If any x in the definition domain of the function f(x) has f (-x) = f(x), the function f(x) is called an even function. If any x in the domain of function f(x) has f (-x) =-f(x), then function f(x) is called odd function. When judging the parity of a function, we should first look at whether its domain is symmetrical about the origin. A function is a odd function or even function, and its domain must be symmetrical about the origin. In addition, the monotonicity of even-numbered functions in symmetric interval is opposite, and the monotonicity of odd-numbered functions in the whole domain is consistent.

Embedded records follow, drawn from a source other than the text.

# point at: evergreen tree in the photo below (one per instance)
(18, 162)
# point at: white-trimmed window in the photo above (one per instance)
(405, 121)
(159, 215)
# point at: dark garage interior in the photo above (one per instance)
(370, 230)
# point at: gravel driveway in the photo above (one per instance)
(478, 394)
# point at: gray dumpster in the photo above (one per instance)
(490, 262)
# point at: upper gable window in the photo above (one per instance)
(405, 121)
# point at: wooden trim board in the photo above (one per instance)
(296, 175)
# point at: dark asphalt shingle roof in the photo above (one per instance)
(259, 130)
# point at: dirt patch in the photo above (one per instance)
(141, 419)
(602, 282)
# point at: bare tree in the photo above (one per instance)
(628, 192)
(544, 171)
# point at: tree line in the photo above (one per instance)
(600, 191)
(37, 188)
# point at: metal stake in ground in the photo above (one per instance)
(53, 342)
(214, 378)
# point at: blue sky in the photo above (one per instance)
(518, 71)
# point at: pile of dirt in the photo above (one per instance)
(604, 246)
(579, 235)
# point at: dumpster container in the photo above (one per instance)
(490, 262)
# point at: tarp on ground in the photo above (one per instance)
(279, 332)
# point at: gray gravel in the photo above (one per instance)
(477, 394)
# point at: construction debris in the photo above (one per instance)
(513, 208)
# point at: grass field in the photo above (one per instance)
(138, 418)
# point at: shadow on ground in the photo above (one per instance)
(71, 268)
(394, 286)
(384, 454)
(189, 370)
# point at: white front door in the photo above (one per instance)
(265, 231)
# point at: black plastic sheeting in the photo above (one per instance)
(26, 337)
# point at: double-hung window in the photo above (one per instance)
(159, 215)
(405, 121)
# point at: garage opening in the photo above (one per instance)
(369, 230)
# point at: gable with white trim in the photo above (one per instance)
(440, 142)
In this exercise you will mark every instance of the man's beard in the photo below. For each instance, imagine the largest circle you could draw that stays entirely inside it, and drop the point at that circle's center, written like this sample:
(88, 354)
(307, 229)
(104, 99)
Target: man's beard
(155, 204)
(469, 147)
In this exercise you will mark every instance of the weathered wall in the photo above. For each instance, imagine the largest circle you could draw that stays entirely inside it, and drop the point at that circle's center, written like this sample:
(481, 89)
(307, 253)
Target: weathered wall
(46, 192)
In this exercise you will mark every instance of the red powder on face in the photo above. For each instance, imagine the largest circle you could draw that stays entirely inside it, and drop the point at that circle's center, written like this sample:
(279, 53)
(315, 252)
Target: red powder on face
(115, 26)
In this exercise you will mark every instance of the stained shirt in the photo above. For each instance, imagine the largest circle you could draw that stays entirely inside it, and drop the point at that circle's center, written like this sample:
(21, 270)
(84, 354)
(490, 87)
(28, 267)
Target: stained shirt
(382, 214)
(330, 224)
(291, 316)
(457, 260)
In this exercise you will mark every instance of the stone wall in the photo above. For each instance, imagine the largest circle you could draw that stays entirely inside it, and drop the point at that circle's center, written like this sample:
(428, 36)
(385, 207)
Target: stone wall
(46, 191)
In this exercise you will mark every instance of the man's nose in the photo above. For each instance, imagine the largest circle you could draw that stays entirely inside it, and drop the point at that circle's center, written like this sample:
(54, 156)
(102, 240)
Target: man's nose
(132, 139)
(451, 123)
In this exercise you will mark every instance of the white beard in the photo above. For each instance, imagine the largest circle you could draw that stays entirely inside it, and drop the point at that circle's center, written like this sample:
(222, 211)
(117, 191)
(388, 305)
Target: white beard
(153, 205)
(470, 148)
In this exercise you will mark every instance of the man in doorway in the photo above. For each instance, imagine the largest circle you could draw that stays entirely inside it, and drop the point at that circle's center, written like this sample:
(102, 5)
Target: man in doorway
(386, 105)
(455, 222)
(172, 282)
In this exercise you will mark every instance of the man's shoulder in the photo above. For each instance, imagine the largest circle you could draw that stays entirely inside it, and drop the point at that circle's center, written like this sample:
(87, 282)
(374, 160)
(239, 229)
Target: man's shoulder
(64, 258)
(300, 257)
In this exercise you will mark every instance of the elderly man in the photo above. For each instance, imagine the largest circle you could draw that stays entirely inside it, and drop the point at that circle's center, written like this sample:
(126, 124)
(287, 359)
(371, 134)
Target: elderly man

The method of judging the parity of function

1, first decompose the function into common general functions, such as polynomial x n, trigonometric function, and judge parity.

2. According to the algorithm between decomposition functions, there are generally only three kinds: f(x)g(x), f(x)+g(x) and f(g(x)) (division or subtraction can be transformed into corresponding multiplication and addition).

3. If one of f(x) and g(x) is odd function and the other is an even function, then f(x)g(x) is odd function, f(x)+g(x) is neither odd function nor even function, and f(g(x)) is odd function.

4. If f(x) and g(x) are even functions, then f(x)g(x) is even, f(x)+g(x) is even, and f(g(x)) is even.

5. If both f(x) and g(x) are odd function, then f(x)g(x) is even, f(x)+g(x) is odd, and f(g(x)) is odd.